Reclamado de incorrer, futuramente, em conduta semelhante, todavia,
respeitando-se os princípios da proporcionalidade e razoabilidade, não
podendo se mostrar exorbitante, sob pena de enriquecimento ilícito do
ofendido e, da mesma forma, não deve se configurar em valor ínfimo,
incapaz de punir a incúria do ofensor.

Nesse diapasão, atenta aos critérios sedimentados pela


doutrina e jurisprudência, que indicam que devem ser levadas em
consideração as circunstâncias em que se deu o evento, a situação
patrimonial das partes e a gravidade da repercussão da ofensa e os
princípios da proporcionalidade e razoabilidade, arbitro a indenização por
danos morais em R$ 4.000,00 (quatro mil reais), cujo valor considero
adequado à reparação dos referidos danos.

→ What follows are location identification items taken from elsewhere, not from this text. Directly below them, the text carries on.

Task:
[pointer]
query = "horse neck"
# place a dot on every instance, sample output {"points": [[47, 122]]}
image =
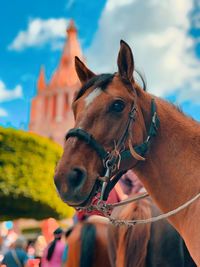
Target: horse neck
{"points": [[171, 165]]}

No que tange aos danos materiais, considerando que o


Reclamado comprovou a devolução do valor de R$ 1.489,85 (mil
quatrocentos e oitenta e nove reais e noventa e cinco centavos) ao
Reclamante, conforme extrato bancário no (id. 58811981 – pág. 2), o
pedido de restituição deste valor não merece prosperar.
Posto isto, ratifico a tutela de urgência e julgo
parcialmente procedentes os pedidos para condenar o Reclamado ao
pagamento de R$ 4.000,00 (quatro mil reais), a ser atualizado
monetariamente pelo INPC, a partir desta decisão, e acrescidos de juros de
mora simples de 1% (um por cento), ao mês a partir da citação, a título de
indenização por danos morais, nos termos da fundamentação.

Extingo o processo com resolução de mérito, nos


termos do art. 487, inciso I, do Código de Processo Civil.

Defiro ao Reclamante os benefícios da gratuidade da


justiça, conforme requerido.

Isento as partes do pagamento de custas, despesas


processuais e honorários de sucumbência, em virtude da gratuidade do
primeiro grau de jurisdição dos Juizados Especiais (arts. 54 e 55, da Lei n.º
9099/95).

Certificado o trânsito em julgado, e sendo mantida a


decisão, aguarde-se requerimento da parte Reclamante e, após intime-se o
Reclamado para cumprimento da sentença, no prazo de 15 (quinze), findo o
qual, o valor da condenação deverá ser atualizado com a incidência de pena
de multa de 10% (dez por cento), nos termos do art. 523, § 1º, do Código
de Processo Civil, caso não haja pagamento.

Havendo cumprimento espontâneo, expeça-se alvará


ou transfira-se o valor à conta bancária que for indicada pela parte
Reclamante ou seu/sua advogado(a) (caso haja pedido e este tenha poderes
expressos para receber e dar quitação) do valor recebido, após arquivem-se
os autos, dando-se baixa nos registros.
Decorrido o prazo de 30 (trinta) dias sem requerimento
pela Reclamante, arquive-se imediatamente os autos com as baixas
necessárias.

Publique-se. Registre-se. Intime-se.

Belém, PA, 17 de maio de 2023.

TANIA BATISTELLO

Juíza de Direito Titular da 5ª Vara do JEC de Belém.